British holiday resorts are great, but there's something ever so slightly depressing about them when it's just out of season, old couples clinging on to deckchairs in gale force winds, miserable rain, empty (dangerous) rides, tired, snotty nosed kids eating Ice Cream out of traditional habits, beggars wanting to finish the tray of chips you've just bought for £9.50 on the Pier. I enjoy the seaside though, don't get there enough. There's something dead soothing about the ocean and the fresh sea air. I could live there, all we have is a dirty river. Brighton is nice, I have no fondness for it's Northern counterpart of the same initial, it's a shithole, it's sleazy and from past experience nasty and dangerous. Brighton is trendy, laid back and there's a lot going on, there's hipsters, hobos, and a melting pot of easy going folk. You catch my drift.
The last time I visited Brighton must have been around a decade ago, my team, doing fairly well, beat Brighton at that awful Withdean stadium. Brighton now sit in the second tier, we just lost to Vauxhall Motors. So fuck football!
That took us a million years to get there, I'd recommend going via London Bridge, it only took us an hour, so three hours all in to get there from up North, albeit broken up by a few hours in the capital via that shouty woman in the ever excellent Regency Cafe in Pimlico.
The basis of this weekend trip was a gathering of likeminded 'Connoisseurs'. Basically, men off the internet (our forum) meet up in random towns and cities, a few times a year and get slowly drunk. A friend of ours came over from Italy for his 40th, so we all congregated at the seaside for an all dayer and as long as the night would last too. Landlords braced themselves for an invasion of CAMRA men with cameras, beards, nice coats and shoes as they strutted their stuff in Sussex. A good day was had, which finished with a handful of us looking for the 'Bellboy' hotel on the seafront at 3 in the morning, like you do. You know you've had a good time when you still feel horrible come the following Wednesday, it's all worth it though.

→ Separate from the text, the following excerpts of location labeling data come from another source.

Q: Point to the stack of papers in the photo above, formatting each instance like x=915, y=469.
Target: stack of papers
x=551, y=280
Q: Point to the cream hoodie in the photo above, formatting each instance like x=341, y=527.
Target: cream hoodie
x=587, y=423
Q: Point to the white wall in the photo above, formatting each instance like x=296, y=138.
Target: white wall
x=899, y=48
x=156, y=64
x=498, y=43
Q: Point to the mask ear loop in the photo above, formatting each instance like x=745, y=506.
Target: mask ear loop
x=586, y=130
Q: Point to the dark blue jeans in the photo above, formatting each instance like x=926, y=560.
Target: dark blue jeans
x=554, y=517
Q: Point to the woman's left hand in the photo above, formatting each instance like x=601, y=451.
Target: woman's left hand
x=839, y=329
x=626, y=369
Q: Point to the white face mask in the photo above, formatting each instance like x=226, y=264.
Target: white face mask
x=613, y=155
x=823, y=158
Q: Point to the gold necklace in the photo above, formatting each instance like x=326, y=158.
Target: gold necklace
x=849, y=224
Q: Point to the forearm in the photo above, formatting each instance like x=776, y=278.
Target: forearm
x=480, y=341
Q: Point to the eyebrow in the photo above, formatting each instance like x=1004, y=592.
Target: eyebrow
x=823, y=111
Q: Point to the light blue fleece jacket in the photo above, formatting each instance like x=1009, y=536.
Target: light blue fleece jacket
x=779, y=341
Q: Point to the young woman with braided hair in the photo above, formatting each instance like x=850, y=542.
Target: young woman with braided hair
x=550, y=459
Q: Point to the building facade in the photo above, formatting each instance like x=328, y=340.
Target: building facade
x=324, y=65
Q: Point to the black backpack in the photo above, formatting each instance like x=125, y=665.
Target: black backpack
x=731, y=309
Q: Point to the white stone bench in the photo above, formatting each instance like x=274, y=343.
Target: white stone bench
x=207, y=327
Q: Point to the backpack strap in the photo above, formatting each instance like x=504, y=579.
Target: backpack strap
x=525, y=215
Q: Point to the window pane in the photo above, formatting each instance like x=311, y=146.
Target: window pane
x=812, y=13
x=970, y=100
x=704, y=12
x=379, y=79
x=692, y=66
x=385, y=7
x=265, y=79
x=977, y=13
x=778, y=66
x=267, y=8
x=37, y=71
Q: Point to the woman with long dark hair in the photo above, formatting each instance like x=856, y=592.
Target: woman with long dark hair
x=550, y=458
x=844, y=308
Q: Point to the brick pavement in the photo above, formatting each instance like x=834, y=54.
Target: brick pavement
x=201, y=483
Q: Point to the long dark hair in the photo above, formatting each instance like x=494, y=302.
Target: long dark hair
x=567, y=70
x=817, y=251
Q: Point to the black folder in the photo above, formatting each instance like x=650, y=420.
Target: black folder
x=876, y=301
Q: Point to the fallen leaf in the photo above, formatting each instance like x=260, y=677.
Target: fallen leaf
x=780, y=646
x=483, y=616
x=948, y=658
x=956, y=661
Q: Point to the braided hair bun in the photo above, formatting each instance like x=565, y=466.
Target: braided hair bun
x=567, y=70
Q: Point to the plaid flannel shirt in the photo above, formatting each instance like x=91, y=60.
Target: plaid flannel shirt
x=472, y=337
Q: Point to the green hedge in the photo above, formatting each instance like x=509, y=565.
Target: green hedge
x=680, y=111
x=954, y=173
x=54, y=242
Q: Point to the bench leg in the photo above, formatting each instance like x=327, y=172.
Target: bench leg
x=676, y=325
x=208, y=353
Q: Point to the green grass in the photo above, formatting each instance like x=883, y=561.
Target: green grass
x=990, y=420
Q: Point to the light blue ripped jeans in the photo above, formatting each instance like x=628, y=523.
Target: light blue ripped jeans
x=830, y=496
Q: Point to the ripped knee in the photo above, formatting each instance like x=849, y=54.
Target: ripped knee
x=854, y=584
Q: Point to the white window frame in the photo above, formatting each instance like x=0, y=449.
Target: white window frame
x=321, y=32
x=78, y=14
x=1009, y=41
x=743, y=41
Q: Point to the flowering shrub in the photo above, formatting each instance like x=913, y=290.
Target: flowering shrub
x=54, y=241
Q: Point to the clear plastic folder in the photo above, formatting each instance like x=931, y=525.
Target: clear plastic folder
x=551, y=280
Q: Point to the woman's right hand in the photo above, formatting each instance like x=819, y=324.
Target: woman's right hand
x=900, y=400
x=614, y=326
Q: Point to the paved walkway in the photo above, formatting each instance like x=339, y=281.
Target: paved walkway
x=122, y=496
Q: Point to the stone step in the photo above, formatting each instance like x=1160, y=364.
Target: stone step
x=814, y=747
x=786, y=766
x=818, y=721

Above, The Prince Albert, an original protected 'Banksy' piece, the kissing coppers, sits framed amongst some famous, if ever so slightly warped faces. Better than I could do though, like.
Friday night was a washout, literally, my Wallabees and jeans are still wet now, it pissed down as biting winds battered my face, tea in Harry Ramsdens was followed by a very wet pub crawl, starting in Brighton's answer to the Blue Oyster (by accident) via the Craft Beer Co (by default) and finishing at the crap club beneath our hotel. Saturday, a pre drawn up [geeky] pub crawl as around 25 of us from all over met up and did the 'Laines'. The day passed by quickly, too quickly really, and as we finished up at a bar sat right on the beach, I decided to go for a pissed paddle in the English Channel at one o'clock in the morning, like you do.

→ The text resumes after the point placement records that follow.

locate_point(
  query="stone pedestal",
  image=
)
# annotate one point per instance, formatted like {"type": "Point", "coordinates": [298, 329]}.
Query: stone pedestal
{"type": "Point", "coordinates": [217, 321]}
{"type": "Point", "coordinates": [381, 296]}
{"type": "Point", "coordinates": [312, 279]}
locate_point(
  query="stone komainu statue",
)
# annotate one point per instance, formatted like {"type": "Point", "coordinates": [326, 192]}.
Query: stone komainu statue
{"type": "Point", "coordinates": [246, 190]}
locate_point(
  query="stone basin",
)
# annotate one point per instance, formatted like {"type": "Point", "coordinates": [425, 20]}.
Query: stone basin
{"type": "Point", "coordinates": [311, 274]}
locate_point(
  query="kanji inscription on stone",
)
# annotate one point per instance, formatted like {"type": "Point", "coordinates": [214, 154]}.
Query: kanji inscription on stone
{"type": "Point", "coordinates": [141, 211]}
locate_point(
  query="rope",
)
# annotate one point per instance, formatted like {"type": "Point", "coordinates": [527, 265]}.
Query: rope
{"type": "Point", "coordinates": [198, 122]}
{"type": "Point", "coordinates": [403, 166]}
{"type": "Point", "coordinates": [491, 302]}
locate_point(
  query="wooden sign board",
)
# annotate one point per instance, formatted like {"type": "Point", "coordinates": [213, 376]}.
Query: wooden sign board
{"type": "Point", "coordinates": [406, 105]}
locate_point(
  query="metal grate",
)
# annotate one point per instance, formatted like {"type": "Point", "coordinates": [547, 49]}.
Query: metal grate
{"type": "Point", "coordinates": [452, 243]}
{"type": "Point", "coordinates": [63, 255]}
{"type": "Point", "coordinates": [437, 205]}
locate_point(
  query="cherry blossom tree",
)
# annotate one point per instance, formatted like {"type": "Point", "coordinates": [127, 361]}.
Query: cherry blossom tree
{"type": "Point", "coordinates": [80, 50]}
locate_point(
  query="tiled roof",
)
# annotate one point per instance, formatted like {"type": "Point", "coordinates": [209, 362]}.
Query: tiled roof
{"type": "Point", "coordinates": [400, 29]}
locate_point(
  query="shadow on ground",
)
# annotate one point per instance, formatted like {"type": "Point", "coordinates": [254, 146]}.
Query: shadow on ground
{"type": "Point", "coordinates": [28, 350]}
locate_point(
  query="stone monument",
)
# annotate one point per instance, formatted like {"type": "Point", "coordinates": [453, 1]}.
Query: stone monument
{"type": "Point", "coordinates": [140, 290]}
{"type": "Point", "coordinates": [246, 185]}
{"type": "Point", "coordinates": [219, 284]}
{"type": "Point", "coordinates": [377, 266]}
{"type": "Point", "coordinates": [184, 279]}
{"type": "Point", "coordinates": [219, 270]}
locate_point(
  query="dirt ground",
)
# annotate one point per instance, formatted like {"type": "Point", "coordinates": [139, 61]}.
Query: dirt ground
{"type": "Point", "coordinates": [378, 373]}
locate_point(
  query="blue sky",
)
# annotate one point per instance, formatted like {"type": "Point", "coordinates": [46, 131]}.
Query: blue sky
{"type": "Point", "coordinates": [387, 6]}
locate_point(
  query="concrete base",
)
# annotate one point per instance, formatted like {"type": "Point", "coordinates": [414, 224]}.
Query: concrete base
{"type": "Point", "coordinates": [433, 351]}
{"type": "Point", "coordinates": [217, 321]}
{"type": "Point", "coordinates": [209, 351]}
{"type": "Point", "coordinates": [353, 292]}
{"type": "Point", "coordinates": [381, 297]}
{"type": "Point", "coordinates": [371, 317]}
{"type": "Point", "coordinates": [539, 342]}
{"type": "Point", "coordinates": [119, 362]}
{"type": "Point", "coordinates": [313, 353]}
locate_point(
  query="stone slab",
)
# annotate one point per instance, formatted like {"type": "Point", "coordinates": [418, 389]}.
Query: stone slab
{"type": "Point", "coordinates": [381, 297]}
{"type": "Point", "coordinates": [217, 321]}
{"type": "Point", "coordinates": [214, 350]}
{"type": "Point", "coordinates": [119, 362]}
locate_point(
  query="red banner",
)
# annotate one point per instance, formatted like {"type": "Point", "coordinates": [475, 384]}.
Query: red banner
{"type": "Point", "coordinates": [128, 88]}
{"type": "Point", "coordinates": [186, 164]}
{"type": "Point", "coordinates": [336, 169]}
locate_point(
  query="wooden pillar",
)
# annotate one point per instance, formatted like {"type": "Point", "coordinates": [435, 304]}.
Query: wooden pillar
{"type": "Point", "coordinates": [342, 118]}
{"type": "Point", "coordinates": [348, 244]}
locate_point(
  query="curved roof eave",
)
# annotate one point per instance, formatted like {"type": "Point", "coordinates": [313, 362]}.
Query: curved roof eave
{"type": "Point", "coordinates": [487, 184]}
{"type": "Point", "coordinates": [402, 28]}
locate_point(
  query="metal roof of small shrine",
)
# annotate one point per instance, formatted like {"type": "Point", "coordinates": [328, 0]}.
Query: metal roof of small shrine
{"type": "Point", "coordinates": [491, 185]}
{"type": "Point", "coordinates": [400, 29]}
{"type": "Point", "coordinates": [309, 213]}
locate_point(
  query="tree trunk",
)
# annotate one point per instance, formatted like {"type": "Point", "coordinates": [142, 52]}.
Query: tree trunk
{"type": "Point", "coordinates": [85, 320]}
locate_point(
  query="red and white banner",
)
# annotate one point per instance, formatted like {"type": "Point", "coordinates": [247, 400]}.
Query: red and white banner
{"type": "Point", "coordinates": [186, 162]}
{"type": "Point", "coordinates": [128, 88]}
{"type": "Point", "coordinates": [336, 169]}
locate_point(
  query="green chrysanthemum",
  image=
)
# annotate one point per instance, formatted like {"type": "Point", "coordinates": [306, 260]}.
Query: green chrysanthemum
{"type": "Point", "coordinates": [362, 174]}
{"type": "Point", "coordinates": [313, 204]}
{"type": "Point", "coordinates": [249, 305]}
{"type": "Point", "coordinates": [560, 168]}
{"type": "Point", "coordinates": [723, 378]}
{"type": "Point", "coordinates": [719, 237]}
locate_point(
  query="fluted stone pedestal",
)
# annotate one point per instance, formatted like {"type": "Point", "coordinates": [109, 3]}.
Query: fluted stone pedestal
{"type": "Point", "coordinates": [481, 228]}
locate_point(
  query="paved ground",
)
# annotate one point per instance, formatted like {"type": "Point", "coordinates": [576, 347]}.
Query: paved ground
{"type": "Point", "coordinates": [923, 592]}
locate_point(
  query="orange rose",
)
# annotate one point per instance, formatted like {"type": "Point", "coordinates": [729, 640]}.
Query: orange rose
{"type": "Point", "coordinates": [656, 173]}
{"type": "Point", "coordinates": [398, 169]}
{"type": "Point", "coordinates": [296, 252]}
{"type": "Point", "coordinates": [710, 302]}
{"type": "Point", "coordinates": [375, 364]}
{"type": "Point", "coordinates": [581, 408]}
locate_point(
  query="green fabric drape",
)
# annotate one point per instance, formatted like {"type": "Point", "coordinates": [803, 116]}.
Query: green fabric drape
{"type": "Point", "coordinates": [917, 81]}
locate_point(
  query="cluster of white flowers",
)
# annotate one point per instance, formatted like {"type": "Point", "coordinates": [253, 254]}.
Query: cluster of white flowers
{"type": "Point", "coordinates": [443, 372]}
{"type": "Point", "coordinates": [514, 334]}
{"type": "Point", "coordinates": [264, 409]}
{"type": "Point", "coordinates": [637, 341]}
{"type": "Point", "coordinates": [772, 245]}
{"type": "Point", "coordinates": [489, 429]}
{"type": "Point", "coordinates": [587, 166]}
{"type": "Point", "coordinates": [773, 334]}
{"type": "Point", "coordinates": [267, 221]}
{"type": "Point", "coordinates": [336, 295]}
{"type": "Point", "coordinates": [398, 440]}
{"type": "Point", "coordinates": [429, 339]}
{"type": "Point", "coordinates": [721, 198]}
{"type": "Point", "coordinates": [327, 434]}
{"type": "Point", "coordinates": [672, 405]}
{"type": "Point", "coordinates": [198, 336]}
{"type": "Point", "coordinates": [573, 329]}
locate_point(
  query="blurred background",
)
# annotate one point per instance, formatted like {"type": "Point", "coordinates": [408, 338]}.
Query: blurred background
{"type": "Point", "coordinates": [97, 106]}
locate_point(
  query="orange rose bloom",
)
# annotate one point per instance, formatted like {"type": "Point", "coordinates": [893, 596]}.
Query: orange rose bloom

That pebbly beach is perilous to anyone, not least when you've had about nineteen pints, why can't it be sand like any other beach? My feet still ache now, I somehow managed to stay on my feet and keep my 6876 Brecon as dry as it had kept me all day, so happy days. We finished off in the slightly surreal 24 hour Cafe 'Buddies', a load of drunken zombies eating Full English breakfasts at 2:30am, with bouncers on the door. Mental!

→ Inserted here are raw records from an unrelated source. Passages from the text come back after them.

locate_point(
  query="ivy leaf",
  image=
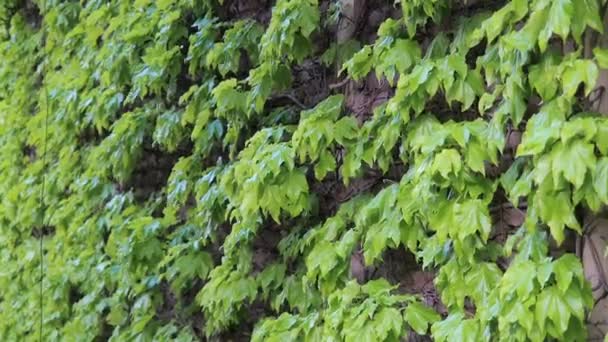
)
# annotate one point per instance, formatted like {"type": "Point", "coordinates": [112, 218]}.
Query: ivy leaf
{"type": "Point", "coordinates": [551, 303]}
{"type": "Point", "coordinates": [601, 55]}
{"type": "Point", "coordinates": [419, 317]}
{"type": "Point", "coordinates": [481, 280]}
{"type": "Point", "coordinates": [560, 16]}
{"type": "Point", "coordinates": [557, 211]}
{"type": "Point", "coordinates": [600, 179]}
{"type": "Point", "coordinates": [581, 71]}
{"type": "Point", "coordinates": [519, 278]}
{"type": "Point", "coordinates": [389, 321]}
{"type": "Point", "coordinates": [565, 268]}
{"type": "Point", "coordinates": [573, 161]}
{"type": "Point", "coordinates": [542, 129]}
{"type": "Point", "coordinates": [446, 162]}
{"type": "Point", "coordinates": [472, 216]}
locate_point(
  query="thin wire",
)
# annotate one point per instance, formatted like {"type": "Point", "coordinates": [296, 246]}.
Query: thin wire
{"type": "Point", "coordinates": [42, 206]}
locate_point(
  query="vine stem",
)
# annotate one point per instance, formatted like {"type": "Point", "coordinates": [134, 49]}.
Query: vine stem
{"type": "Point", "coordinates": [42, 206]}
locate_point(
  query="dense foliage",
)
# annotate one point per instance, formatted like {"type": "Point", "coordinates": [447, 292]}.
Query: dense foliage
{"type": "Point", "coordinates": [189, 153]}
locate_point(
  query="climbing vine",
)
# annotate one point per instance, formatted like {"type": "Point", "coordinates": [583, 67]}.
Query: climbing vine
{"type": "Point", "coordinates": [249, 169]}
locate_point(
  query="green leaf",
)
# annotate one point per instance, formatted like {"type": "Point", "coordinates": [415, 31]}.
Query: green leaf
{"type": "Point", "coordinates": [551, 304]}
{"type": "Point", "coordinates": [519, 278]}
{"type": "Point", "coordinates": [559, 19]}
{"type": "Point", "coordinates": [446, 162]}
{"type": "Point", "coordinates": [580, 71]}
{"type": "Point", "coordinates": [557, 211]}
{"type": "Point", "coordinates": [573, 161]}
{"type": "Point", "coordinates": [565, 269]}
{"type": "Point", "coordinates": [482, 280]}
{"type": "Point", "coordinates": [600, 179]}
{"type": "Point", "coordinates": [419, 317]}
{"type": "Point", "coordinates": [472, 216]}
{"type": "Point", "coordinates": [601, 55]}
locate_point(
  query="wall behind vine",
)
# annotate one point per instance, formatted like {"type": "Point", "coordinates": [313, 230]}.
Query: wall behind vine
{"type": "Point", "coordinates": [299, 169]}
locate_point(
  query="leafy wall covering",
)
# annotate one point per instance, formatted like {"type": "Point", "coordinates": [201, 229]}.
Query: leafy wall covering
{"type": "Point", "coordinates": [291, 169]}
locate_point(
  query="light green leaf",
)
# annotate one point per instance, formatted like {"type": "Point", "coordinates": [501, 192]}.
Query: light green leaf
{"type": "Point", "coordinates": [419, 317]}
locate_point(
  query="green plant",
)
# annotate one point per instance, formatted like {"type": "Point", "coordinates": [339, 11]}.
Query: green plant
{"type": "Point", "coordinates": [174, 145]}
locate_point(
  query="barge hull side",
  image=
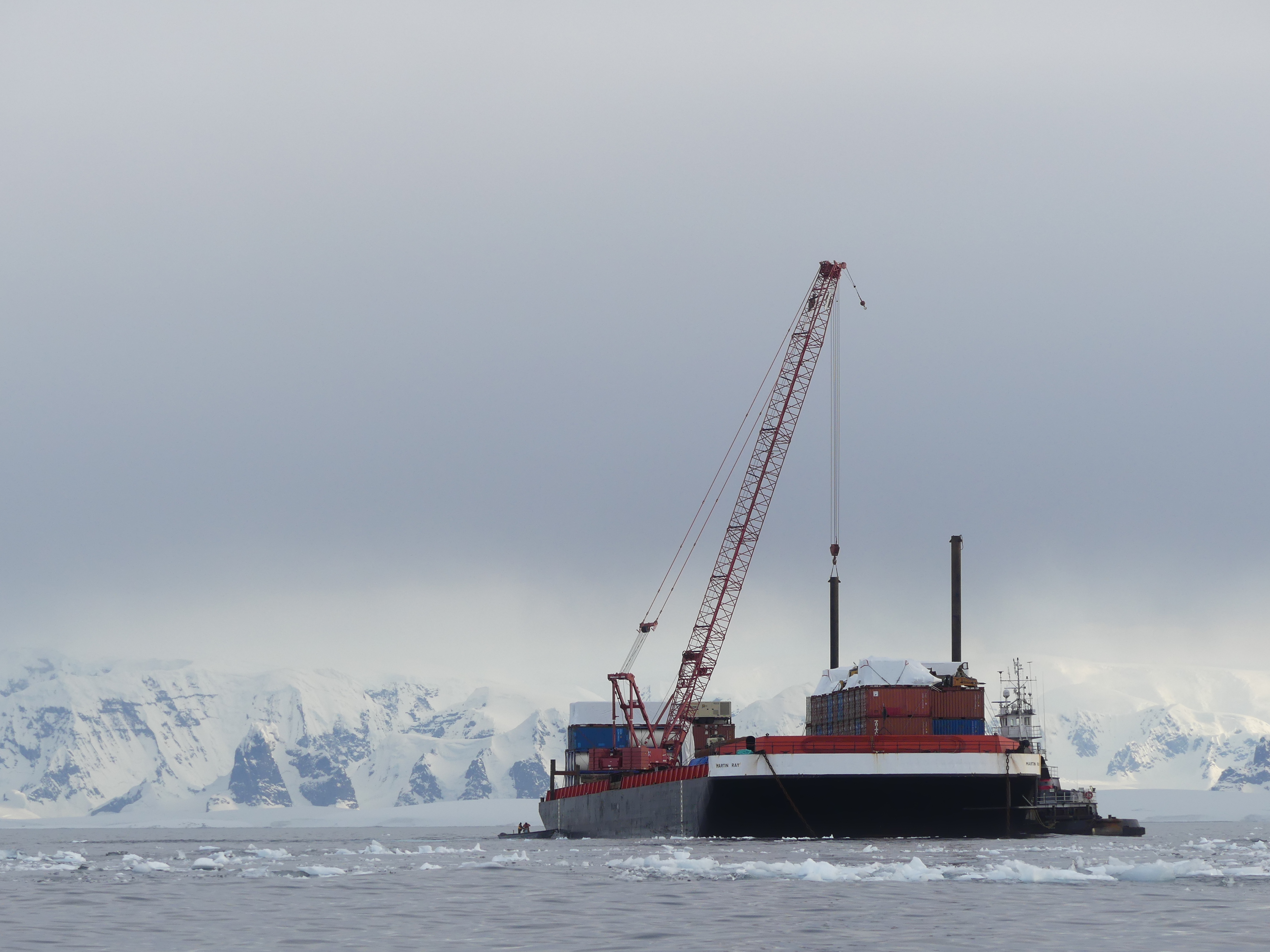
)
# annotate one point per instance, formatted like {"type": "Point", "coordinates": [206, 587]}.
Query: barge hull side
{"type": "Point", "coordinates": [675, 809]}
{"type": "Point", "coordinates": [840, 805]}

A Sunday stroll saw loads of mods and rockers converging along the seafront, as they probably do every other Sunday, I guess. Time changes things, so none of them were kicking seven shades of shit out of eachother as I thought in my head, they might. Instead, they all at outside Burger King and listened to Radio One on a wireless, together. Lots of varied scooters on show, many displaying loads of nice chrome, headlights and mirror combinations, and, it has to be said one or two of those over the top divvy mods with those pathetic Terrahawks haircuts.
As we're big fans of the cult film Quadrophenia, who isn't? it wouldn't be right to not pay the famous passage a visit, situated between two shops off East St along the main drag . A lot has changed since Phil Daniels and Leslie Ash sneaked away from the Police and had a quick stand up bonk. But, as passages go, not a lot can be changed and not a lot has, so being a film geek I was in some kind of element. Visiting Scooter Clubs had paid tribute in graffiti form, some others with stickers! A personal highlight the day before was our friend, a very attractive Italian modette, asking me to recreate 'Jimmy and Steph', no, not literally. But it was fun while it lasted and I'll cherish the photos!